1918 – Revolution in Deutschland, die SPD stellte mit Friedrich Ebert den ersten Reichspräsidenten. Frauen bekamen endlich das Wahlrecht, in der Weimarer Republik stellte die SPD mehrere Reichskanzler und arbeitete an der Demokratisierung Deutschlands.

1933 – das Ermächtigungsgesetz der Nazis, die Grundlage für den späteren Terrorstaat. Mutig stimmte die SPD als einzige Partei mit „Nein“. Es folgten Parteiverbot und Verfolgung, am Ende der zweite Weltkrieg, die Teilung Deutschlands.
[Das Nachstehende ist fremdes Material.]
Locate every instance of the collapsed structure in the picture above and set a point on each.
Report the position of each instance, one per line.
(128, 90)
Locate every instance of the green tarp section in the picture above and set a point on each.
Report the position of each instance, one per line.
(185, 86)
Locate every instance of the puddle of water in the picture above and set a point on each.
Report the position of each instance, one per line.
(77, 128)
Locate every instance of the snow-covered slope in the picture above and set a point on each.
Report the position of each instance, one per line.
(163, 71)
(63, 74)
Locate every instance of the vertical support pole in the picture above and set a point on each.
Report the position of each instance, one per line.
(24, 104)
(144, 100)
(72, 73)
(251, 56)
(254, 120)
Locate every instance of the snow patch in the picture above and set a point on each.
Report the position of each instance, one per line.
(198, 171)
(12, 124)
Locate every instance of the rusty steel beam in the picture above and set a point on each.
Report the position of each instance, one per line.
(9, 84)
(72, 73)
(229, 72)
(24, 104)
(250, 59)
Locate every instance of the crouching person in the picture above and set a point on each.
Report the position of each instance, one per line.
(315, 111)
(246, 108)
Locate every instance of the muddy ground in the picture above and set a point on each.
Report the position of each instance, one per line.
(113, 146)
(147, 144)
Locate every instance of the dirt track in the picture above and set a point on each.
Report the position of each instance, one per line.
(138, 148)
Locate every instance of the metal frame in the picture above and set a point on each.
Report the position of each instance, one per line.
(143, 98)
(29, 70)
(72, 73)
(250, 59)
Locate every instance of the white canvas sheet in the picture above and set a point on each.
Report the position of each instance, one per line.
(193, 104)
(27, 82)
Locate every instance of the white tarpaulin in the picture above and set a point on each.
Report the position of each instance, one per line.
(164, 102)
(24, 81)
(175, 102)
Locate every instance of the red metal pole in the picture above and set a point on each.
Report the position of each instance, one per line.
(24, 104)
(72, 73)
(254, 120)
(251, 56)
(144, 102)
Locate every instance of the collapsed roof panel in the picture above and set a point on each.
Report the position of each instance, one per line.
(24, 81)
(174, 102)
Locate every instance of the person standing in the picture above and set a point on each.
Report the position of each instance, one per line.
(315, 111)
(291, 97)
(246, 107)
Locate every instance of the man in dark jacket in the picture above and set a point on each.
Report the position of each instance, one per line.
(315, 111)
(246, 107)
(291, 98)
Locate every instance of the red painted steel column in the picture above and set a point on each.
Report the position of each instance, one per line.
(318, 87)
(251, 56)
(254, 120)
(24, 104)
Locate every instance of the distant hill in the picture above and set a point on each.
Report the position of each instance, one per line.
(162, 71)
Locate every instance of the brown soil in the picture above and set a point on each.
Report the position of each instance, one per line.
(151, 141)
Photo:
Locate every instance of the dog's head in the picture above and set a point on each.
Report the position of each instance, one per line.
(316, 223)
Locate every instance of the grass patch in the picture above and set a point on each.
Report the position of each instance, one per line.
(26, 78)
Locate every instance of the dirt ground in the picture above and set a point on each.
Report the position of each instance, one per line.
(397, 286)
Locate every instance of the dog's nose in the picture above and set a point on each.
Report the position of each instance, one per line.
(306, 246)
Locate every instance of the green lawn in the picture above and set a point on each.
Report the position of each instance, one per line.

1966 – die SPD übernimmt erstmals Regierungsverantwortung in der Bundesrepublik, noch als „Juniorpartner“ in einer großen Koalition.

1969 – Willy Brandt wird Bundeskanzler, 1975 wird Helmut Schmidt Bundeskanzler. In der Regierungszeit der SPD bekommen die Arbeiter in Deutschland mehr Rechte, wird das Betriebsverfassungsgesetz verabschiedet.

1998 – Gerhard Schröder wird Kanzler. Schröder sagt „Nein“ zu einer deutschen Kriegsbeteiligung im Irak. Es folgt die Agenda 2010 – und mit ihr eine Belastungsprobe für die SPD. 2005 geht die NRW-Wahl verloren, aber 2012 folgte ein glänzender Wahlsieg von Hannelore Kraft; an ihrer Seite wurden in Dorsten beide Wahlkreise von Michael Hübner und Hans-Peter Müller gewonnen.

Das waren 150 Jahre SPD-Geschichte auf Deutschland im Schnelldurchgang.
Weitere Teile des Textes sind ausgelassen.